A person object is initialized with a random age, id and a categories vector of five assorted chars.
class person
{
protected :
int age; // 0 - 99
int id; // 20181104 eight numeric characters
std::vector<char> categories = {'A', 'B', 'C', 'D', 'E'}
person()
{
...
std::shuffle(categories.begin(), categories.end(),
random_generator::instance().gen);
}
};
Used to shuffle the person class member categories with std::shuffle
class random_generator
{
public :
static random_generator& instance()
{
static random_generator instance;
return instance;
}
random_generator(random_generator const&) = delete;
random_generator& operator=(random_generator const&) = delete;
private :
random_generator(){}
std::random_device rd;
std::mt19937 gen{rd()};
...
friend class person;
};
std::ostream& operator<<(std::ostream& output, const person& p)
{
output << p.id << ' ' << p.age;
for(char c : p.categories)
output << c << ' ';
return output;
}
std::istream& operator>>(std::istream& input, person& p)
{
input >> p.id >> p.age;
// how can I implement this; suggested alternatives are most welcome
return input;
}
19850319 33 A C E B D
06111990 28 B E C A D
I guess I don't see where the difficulty would be. Reading them in will be a mirror image of writing them out.

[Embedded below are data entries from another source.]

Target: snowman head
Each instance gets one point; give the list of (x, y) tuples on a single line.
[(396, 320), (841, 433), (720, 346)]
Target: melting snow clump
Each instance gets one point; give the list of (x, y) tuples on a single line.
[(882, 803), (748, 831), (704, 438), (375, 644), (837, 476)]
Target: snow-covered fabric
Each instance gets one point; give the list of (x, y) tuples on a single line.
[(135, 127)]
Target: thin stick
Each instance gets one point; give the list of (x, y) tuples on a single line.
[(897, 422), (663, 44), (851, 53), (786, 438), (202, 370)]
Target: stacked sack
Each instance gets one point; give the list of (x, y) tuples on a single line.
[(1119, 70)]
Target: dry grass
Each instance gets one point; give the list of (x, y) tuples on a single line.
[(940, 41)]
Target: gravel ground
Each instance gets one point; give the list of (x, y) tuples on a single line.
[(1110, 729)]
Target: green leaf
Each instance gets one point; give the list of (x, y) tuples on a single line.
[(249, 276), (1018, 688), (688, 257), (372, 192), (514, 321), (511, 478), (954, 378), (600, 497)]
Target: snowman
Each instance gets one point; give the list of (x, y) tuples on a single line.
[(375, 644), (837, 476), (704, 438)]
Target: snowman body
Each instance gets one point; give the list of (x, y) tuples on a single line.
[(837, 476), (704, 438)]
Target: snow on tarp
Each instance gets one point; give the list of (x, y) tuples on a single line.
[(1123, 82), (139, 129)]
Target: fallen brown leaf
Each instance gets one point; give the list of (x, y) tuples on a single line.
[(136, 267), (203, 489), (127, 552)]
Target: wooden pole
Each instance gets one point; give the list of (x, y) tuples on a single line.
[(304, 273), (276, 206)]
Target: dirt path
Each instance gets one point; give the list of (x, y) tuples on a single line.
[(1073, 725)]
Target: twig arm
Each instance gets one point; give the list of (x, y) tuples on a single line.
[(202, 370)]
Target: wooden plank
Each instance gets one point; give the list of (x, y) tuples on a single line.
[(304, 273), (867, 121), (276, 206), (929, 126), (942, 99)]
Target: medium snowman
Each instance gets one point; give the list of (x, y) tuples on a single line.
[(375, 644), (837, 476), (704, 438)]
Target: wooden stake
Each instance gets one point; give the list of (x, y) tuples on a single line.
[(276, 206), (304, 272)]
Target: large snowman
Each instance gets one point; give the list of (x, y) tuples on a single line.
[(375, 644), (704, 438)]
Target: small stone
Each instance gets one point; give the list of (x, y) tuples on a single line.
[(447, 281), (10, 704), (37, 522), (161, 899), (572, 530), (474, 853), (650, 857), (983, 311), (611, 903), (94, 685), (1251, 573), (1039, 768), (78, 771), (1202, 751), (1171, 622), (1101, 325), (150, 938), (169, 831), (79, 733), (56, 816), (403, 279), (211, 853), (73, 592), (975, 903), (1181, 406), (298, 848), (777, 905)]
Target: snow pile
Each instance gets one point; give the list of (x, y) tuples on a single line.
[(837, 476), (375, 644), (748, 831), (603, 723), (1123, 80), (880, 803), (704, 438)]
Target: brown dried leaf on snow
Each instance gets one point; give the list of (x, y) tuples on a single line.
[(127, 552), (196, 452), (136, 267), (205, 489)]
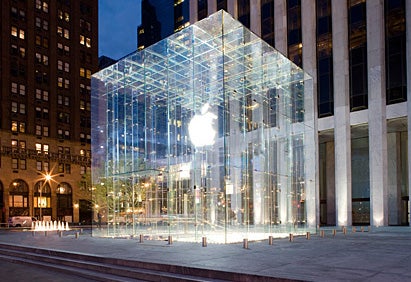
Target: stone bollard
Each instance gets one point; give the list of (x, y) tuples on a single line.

If you can count on there always being five of them, then you'd basically just do something like this:
std::istream& operator>>(std::istream& input, person& p)
{
input >> p.id >> p.age;
p.categories.clear();
for (int i=0; i<5; i++) {
char ch;
input >> ch;
p.categories.push_back(ch);
}
return input;
}
If it's basically a matter of reading categories until you reach the end of the line, then it'll probably be easiest to read the line into a string, shove the string into a stringstream, then read characters until you reach the end of the stringstream:
while (input >> ch)
p.categories.push_back(ch);
That's not generally the fastest way to do things (creating a stringstream is somewhat slow), but given that you're dealing with I/O, parsing speed is only rarely much of a consideration.